I travel, I come back, I lurk, I observe and I post sometimes for the fun of it. Basically, it is the same people posting with nothing new, no solutions, no innovation. The world is passing by and the lebanese are busy hating each other and rooting for their favorite in Syria. Who cares if a guy eats the heart of another in Syria? Africa is full of cannibals. So, we as Lebanese must go and save them? In Mynamar Buddhists are burning moslems alive, so do we need to go there and defend them. In Nigeria, Boka Haram is torching churches, do we go and defend the christians there? We have no sense of citizenship and we don't yet deserve democracy.

Thumb beiruti 17 June 2013, 21:18

@liberty. You have spoken conventional wisdom about Lebanon. Many, maybe 85-90% in the diaspora have come to the same conclusion that you have reached, as well as helicopter in his comment.
The Lebanese are not ready nor do they deserve democracy. Democracy is more than elections. An electorate that demans patronage from its political class should not be surprised, embarrassed, disgusted etc. that they have created a cravenous political class that will do anything to find a money patron and to keep them. This is not how democracy works.

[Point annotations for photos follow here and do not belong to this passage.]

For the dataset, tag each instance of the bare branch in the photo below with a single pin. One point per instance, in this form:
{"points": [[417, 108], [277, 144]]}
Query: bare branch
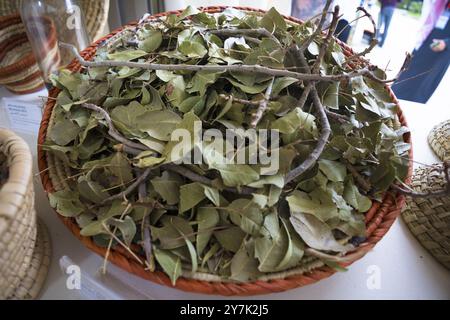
{"points": [[327, 41], [112, 131], [243, 101], [258, 32], [323, 138], [191, 175], [318, 30], [368, 15], [220, 68], [262, 105], [356, 56], [130, 188]]}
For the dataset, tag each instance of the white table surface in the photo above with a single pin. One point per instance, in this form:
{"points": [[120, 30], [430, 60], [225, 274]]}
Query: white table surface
{"points": [[407, 271]]}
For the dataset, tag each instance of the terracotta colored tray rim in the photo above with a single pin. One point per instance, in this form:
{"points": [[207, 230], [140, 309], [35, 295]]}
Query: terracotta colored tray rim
{"points": [[378, 220]]}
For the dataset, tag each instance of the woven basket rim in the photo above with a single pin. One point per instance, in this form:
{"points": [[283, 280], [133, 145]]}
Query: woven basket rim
{"points": [[20, 173], [378, 220]]}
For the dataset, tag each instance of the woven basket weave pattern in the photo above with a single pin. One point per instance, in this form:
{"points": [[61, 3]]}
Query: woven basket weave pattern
{"points": [[429, 218], [378, 220], [439, 140], [19, 71], [22, 267]]}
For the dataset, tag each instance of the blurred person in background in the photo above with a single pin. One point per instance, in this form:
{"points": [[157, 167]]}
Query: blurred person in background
{"points": [[307, 9], [384, 18], [431, 58]]}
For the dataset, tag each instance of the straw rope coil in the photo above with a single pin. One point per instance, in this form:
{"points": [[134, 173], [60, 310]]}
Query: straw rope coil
{"points": [[378, 219], [95, 13], [24, 247], [429, 218], [19, 71], [439, 140]]}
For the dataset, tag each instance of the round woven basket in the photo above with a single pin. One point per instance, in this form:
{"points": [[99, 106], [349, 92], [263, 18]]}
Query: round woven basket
{"points": [[378, 219], [429, 219], [19, 71], [439, 140], [24, 243], [95, 13]]}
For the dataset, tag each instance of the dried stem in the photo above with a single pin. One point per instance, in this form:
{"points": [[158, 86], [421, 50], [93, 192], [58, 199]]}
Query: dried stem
{"points": [[356, 56], [191, 175], [360, 180], [112, 131], [262, 105], [243, 101], [245, 32], [131, 187], [323, 138], [327, 41], [221, 68]]}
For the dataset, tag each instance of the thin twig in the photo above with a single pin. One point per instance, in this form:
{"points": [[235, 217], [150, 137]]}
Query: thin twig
{"points": [[112, 131], [327, 41], [259, 32], [323, 138], [367, 50], [262, 105], [131, 188], [238, 100], [121, 243], [318, 30], [338, 117], [108, 249], [191, 175], [360, 180], [220, 68]]}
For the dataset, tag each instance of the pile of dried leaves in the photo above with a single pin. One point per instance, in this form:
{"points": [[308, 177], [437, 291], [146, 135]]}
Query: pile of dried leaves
{"points": [[341, 143]]}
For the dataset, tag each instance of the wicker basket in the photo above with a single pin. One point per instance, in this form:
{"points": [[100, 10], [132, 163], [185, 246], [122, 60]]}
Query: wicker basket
{"points": [[439, 140], [95, 13], [24, 243], [19, 71], [378, 220], [429, 219]]}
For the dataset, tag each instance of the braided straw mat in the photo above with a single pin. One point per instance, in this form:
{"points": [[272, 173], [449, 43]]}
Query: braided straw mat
{"points": [[429, 219], [378, 219], [24, 243], [439, 140], [95, 13], [19, 72]]}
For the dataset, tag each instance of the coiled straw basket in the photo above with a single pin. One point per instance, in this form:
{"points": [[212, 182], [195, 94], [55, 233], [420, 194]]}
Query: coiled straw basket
{"points": [[24, 242], [378, 220]]}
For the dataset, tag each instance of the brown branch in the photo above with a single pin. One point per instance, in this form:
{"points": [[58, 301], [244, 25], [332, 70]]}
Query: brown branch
{"points": [[191, 175], [130, 188], [318, 30], [222, 68], [245, 32], [327, 41], [323, 138], [243, 101], [262, 105], [359, 179], [336, 116], [429, 194], [304, 96], [112, 131], [367, 50], [368, 15]]}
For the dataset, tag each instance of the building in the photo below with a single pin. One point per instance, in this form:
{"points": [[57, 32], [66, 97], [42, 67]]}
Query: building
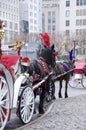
{"points": [[30, 18], [50, 16], [9, 14], [66, 17]]}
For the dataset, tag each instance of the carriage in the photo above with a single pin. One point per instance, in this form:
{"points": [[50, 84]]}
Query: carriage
{"points": [[78, 80]]}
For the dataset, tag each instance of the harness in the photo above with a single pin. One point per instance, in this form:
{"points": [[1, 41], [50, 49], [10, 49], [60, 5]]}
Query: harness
{"points": [[65, 66]]}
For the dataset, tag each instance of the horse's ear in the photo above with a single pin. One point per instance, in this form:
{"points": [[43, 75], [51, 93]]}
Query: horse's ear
{"points": [[52, 47]]}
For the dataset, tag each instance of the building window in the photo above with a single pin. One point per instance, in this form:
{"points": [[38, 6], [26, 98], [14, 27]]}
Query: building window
{"points": [[67, 22], [67, 3], [67, 32], [10, 25], [67, 13], [53, 17], [80, 2], [49, 17]]}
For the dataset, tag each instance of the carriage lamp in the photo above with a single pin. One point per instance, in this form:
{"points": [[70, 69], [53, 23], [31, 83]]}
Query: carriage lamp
{"points": [[1, 30]]}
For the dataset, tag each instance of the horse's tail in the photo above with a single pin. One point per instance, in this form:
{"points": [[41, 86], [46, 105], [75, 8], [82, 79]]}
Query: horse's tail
{"points": [[71, 55]]}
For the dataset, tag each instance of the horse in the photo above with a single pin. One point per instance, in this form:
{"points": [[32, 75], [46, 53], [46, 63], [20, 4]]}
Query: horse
{"points": [[40, 68], [61, 70]]}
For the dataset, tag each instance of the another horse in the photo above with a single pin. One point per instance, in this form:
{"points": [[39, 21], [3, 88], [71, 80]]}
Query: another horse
{"points": [[39, 69]]}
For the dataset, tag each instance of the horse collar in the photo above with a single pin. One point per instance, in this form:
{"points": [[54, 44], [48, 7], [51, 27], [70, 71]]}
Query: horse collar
{"points": [[42, 59]]}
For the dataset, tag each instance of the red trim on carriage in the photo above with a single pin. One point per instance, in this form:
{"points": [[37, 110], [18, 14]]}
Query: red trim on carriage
{"points": [[9, 61], [80, 66]]}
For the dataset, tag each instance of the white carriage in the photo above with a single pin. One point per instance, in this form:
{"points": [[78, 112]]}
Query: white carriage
{"points": [[14, 93], [79, 78]]}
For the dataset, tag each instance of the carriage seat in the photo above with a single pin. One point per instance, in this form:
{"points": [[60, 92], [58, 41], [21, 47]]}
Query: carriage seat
{"points": [[11, 62], [80, 66]]}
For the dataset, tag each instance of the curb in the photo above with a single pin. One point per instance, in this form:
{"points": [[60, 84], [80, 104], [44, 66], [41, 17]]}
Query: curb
{"points": [[39, 118]]}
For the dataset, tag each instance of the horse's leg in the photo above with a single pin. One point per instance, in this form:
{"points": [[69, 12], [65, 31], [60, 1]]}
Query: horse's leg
{"points": [[42, 96], [66, 89], [60, 88]]}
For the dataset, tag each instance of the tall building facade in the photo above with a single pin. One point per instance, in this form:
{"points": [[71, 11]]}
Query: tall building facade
{"points": [[30, 17], [9, 14], [50, 16], [67, 17]]}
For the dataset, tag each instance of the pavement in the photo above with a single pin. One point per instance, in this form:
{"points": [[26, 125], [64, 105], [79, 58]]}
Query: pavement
{"points": [[63, 114]]}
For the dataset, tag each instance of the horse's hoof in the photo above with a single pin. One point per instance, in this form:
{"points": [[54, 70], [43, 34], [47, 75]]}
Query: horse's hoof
{"points": [[41, 111], [34, 111], [66, 96], [54, 98]]}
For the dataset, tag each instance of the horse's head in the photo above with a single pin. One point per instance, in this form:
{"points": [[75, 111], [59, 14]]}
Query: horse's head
{"points": [[49, 53]]}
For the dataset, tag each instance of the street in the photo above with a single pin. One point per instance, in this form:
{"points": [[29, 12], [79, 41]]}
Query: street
{"points": [[15, 121]]}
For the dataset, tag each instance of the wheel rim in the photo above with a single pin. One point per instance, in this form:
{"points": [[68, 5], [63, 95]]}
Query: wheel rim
{"points": [[51, 91], [75, 83], [84, 81], [26, 105], [4, 102]]}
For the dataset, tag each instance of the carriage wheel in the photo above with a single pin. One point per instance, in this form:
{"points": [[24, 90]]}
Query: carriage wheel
{"points": [[4, 102], [50, 91], [26, 105], [84, 81], [76, 83]]}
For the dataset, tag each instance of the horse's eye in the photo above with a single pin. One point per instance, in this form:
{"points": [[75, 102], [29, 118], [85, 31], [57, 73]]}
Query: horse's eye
{"points": [[55, 53]]}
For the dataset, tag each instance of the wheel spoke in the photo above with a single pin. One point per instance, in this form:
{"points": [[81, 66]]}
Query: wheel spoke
{"points": [[4, 102], [26, 105]]}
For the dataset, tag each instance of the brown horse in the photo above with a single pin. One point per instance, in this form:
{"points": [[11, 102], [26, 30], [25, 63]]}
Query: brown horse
{"points": [[63, 71]]}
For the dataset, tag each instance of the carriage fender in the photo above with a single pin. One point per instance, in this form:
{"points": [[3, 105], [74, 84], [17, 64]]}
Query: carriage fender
{"points": [[17, 86], [9, 81]]}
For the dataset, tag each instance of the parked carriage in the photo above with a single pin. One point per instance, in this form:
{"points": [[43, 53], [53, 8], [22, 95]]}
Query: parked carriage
{"points": [[79, 78]]}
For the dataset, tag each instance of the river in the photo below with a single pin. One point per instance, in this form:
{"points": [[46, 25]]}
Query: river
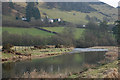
{"points": [[75, 61]]}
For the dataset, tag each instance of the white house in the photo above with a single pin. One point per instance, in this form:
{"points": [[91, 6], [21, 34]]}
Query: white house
{"points": [[84, 26], [50, 20], [59, 20]]}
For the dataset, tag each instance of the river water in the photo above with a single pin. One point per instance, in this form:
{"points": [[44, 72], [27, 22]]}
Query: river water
{"points": [[76, 61]]}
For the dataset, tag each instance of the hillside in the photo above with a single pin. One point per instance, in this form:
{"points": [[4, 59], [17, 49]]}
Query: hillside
{"points": [[76, 15], [70, 12]]}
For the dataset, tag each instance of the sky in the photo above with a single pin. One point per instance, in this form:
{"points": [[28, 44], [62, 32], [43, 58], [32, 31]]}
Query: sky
{"points": [[113, 3]]}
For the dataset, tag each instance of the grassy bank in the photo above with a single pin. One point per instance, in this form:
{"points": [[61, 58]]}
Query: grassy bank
{"points": [[31, 31], [78, 31], [109, 70], [22, 53]]}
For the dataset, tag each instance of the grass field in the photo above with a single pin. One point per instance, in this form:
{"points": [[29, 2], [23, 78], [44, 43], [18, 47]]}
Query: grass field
{"points": [[31, 31], [36, 32], [77, 34], [77, 18]]}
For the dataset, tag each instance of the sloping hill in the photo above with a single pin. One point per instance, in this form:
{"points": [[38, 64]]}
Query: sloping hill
{"points": [[70, 12]]}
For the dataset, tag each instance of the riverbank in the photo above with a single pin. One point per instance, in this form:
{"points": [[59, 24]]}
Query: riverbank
{"points": [[28, 54], [109, 70]]}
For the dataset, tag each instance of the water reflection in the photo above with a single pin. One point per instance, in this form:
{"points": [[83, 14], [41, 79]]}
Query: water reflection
{"points": [[60, 64]]}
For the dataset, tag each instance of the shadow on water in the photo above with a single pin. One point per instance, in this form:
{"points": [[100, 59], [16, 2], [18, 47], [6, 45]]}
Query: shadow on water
{"points": [[59, 64]]}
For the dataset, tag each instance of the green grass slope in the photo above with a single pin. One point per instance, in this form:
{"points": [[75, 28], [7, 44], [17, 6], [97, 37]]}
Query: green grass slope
{"points": [[31, 31], [78, 31]]}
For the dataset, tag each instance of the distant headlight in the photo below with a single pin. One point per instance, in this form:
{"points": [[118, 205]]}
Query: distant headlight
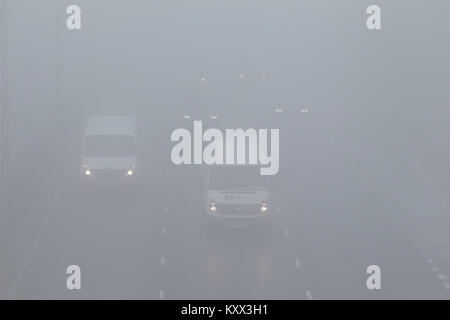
{"points": [[264, 207], [212, 206]]}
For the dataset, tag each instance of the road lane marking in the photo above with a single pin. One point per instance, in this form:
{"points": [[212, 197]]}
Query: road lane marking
{"points": [[442, 277], [42, 227]]}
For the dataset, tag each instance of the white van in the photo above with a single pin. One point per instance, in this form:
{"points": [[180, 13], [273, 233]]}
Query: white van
{"points": [[236, 195], [109, 155]]}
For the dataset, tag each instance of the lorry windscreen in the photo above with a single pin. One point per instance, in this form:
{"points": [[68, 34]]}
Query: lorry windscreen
{"points": [[109, 146]]}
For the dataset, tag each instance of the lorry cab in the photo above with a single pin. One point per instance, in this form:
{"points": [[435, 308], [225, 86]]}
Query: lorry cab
{"points": [[109, 156], [236, 195]]}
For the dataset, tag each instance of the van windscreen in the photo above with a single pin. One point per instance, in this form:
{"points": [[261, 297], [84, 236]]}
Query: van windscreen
{"points": [[109, 146], [238, 177]]}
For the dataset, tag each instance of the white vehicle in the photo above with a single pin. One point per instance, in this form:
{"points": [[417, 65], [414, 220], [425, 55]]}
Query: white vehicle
{"points": [[109, 151], [236, 195]]}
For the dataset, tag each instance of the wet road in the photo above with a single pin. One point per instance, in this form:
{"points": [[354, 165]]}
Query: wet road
{"points": [[329, 222]]}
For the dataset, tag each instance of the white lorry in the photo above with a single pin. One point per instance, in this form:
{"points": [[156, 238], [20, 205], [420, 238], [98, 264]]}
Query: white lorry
{"points": [[109, 156]]}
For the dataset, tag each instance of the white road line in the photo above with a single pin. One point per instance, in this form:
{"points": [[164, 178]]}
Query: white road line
{"points": [[422, 253], [42, 227], [435, 269]]}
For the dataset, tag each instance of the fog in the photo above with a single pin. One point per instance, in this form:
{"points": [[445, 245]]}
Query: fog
{"points": [[364, 154]]}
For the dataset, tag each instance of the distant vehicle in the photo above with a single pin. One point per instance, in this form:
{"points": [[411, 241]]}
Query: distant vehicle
{"points": [[109, 156], [236, 196]]}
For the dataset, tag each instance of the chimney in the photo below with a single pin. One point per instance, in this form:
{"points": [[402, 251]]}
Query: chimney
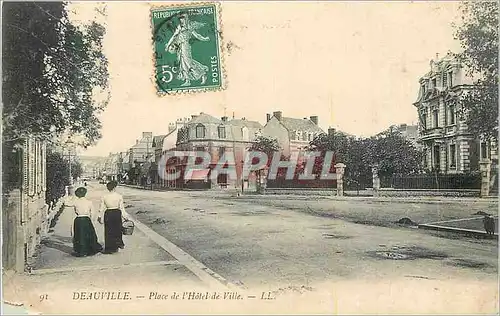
{"points": [[277, 115], [172, 127], [314, 119]]}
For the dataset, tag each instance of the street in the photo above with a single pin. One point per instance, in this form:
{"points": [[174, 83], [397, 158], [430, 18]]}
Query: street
{"points": [[270, 247], [303, 262]]}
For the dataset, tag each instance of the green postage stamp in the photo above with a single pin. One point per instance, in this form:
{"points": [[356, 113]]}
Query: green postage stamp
{"points": [[187, 48]]}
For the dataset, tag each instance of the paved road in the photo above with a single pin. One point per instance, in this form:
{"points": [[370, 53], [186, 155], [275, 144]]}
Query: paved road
{"points": [[267, 247]]}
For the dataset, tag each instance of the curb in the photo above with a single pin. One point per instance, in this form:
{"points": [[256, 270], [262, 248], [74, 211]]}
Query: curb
{"points": [[205, 274], [423, 200]]}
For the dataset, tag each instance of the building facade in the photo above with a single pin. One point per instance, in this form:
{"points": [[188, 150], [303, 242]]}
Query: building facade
{"points": [[448, 146], [292, 134], [206, 133]]}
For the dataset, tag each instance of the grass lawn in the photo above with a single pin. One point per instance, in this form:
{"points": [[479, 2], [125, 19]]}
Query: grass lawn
{"points": [[378, 213]]}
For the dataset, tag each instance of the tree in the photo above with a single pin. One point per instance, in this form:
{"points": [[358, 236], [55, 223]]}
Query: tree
{"points": [[57, 176], [337, 143], [389, 150], [51, 71], [76, 169], [266, 145], [393, 154], [478, 34]]}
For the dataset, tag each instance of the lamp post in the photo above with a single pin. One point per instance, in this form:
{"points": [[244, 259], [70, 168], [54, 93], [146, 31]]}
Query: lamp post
{"points": [[69, 144]]}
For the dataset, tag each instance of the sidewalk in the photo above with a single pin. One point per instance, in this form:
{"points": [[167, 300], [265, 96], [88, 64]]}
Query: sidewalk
{"points": [[141, 268]]}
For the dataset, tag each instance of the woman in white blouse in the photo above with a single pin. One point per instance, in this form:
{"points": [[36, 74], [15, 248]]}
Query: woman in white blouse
{"points": [[84, 236], [112, 208]]}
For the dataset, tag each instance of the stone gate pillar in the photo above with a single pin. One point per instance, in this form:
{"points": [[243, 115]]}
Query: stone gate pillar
{"points": [[376, 180], [485, 167], [339, 171]]}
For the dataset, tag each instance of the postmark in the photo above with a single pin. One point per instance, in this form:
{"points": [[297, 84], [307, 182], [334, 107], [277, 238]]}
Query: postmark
{"points": [[187, 48]]}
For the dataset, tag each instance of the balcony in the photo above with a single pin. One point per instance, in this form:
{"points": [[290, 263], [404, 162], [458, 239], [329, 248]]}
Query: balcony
{"points": [[431, 133]]}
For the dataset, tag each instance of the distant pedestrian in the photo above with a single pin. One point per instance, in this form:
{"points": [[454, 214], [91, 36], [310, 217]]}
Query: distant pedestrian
{"points": [[112, 207], [84, 236], [489, 224]]}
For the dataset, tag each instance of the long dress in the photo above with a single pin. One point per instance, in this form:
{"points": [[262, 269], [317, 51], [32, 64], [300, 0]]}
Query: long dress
{"points": [[113, 234], [112, 206], [85, 241]]}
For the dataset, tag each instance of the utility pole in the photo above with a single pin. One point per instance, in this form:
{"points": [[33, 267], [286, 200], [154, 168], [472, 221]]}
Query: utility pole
{"points": [[70, 144]]}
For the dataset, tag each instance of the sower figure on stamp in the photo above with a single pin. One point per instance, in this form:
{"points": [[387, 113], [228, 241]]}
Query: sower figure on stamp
{"points": [[112, 207], [189, 69], [489, 224], [84, 235]]}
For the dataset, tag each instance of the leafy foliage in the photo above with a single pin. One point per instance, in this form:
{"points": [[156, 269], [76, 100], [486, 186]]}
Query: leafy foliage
{"points": [[393, 154], [266, 145], [51, 72], [478, 34], [51, 69]]}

Thumb beiruti 17 June 2013, 21:23

Democracy is about elections, but it is also about holding elected officials accountable; it is about holding elected officials as public servants, not the people as servants of the elected official.
As it is now, the Lebanese political leadership has been made servants of those who provide them with patronage money for redistribution to their political followers. In a sense, the Lebanse are following the worst characteristics of the American political class which does the same thing. The American people have a favorable view of the Congress that rates at 12%, 88% have an unfavorable view. In Lebanon, it is the same. But our demands for our politicians is what drives the political classes that we get. We deserve no better than we demand. So Liberty, you are so correct, the Lebanese are not yet ready to be the boss of their own country and future.

Default-user-icon dddd (Guest) 18 June 2013, 08:34

Look at this hypocrite gobelin! once a traitor always a traitor his whole politics stand on following the strongest and thats why he followed Assad for 40years after killing his father! what do u expect of people like this? they only want to rule! and what fusses me is that vermin Joumblat always give lectures and critisizes ohers like here for instance: Jumblat: Aren't We Better Off Forming New Govt. Instead of Waiting for Magical Solution in Syria. As if he was not waiting himself!